Escreveu o Corpus Hippocratiun, elaborado em 53 livros, entretanto, atualmente, sabe-se que nem todos foram escritos por Hipócrates mesmo. Nesta obra encontram-se descrições clínicas que possibilitam o diagnóstico de doenças como Tuberculose, Pneumonia, Gota e Malária, entre outras. Muitas das doenças eram associadas a fatores climáticos, raciais ou culturais (derivados dos meios de vida).

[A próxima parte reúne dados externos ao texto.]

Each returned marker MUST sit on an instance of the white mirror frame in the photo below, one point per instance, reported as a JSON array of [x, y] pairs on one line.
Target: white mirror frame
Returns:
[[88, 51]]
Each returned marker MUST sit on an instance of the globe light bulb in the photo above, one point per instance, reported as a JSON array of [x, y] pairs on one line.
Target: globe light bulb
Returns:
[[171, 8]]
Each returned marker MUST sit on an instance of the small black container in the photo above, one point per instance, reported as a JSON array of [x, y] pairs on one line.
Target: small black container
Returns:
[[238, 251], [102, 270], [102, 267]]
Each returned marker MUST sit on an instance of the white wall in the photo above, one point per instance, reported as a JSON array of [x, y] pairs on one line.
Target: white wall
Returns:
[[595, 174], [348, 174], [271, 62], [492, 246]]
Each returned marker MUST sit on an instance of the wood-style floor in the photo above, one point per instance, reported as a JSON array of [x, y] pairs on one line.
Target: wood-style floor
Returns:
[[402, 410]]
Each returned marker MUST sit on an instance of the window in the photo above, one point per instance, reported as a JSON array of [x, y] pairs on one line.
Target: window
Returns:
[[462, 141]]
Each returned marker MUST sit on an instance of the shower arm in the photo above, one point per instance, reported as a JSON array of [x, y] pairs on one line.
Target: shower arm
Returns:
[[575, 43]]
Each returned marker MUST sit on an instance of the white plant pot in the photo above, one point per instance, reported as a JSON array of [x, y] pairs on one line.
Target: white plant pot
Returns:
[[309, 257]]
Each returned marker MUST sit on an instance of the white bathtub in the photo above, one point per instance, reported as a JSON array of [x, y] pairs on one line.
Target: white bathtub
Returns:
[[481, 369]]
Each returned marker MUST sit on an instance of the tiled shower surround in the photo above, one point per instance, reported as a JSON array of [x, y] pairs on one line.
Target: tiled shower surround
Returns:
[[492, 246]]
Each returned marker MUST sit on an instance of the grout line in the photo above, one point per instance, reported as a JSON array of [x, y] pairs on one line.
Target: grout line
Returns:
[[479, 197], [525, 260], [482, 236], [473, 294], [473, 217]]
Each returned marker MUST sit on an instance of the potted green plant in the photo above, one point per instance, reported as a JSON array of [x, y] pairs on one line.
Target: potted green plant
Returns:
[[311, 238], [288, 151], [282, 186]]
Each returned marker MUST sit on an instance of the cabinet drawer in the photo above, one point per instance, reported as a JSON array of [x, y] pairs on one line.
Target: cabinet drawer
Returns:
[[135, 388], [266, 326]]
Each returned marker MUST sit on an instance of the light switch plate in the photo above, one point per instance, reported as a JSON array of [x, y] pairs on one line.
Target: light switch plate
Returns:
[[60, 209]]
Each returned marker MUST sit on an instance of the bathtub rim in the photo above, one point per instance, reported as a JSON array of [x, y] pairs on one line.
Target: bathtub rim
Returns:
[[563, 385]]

A relevância de Hipócrates foi o direcionamento do conhecimento da arte da cura do conhecimento mitológico para o caminho científico, aproximadamente paralelo ao início das reflexões filosóficas. Nesta tentativa de direcionamento elaborou a Teoria Humoral, segundo a qual há quatro humores corporais: sangue (coração), fleuma (cérebro), bílis amarela (fígado) e bílis negra (baço). Um desequilíbrio destes humores se tornaria uma doença. Para a cura, orientava os gregos a buscar seu equilíbrio, por isso a importânica de dietas e exercícios físicos. Como recursos secundários, Hipócrates prescrevia medicamentos.

6. CONSIDERAÇÕES
Os mitos constituíram uma forma de conhecimento dogmático e anterior ao filosófico. Foram muito importantes para o conhecimento da antiguidade e, apesar do advento das demais formas de conhecimento, não deixaram de ser pesquisados e renovados.
Segundo a mitologia grega, o deus da medicina era Apolo, mas ao retirar da pira funerária de sua amada o seu filho Asclépio, este passou a ser o deus da medicina. Asclépio era representado apoiado em uma serpente envolta em um bastão, que originou o símbolo da medicina.
O conhecimento derivado do mito de Asclépio fundava as escolas de ciências médicas da Grécia antiga. Na escola de Kos estudou Hipócrates.
Hipócrates deixou uma coletânea de livros (Corpus Hippocratun) e nestes pode-se encontrar o juramento médico, até hoje repetido. Buscou fundamentar racionalmente a arte da cura, influenciando as pesquisas médicas até a atualidade.

7. REFERÊNCIAS
ARANHA, MLA E MARTINS, MHP. Temas de Filosofia. São Paulo: Moderna, 1992.
BLACKBURN, S. Dicionário Oxford de Filosofia. Rio de Janeiro: Jorge Zahar Ed., 1997.
SILVA, MJA. Um galo a Asclépio. Ciênica e Vida: Filosofia especial. Ano II, v. 7. São Paulo: Escala Ed., 2010.
HIPÓCRATES.Conhecer, cuidar, amar: o juramento e outros textos. São Paulo: landy ed, 2002.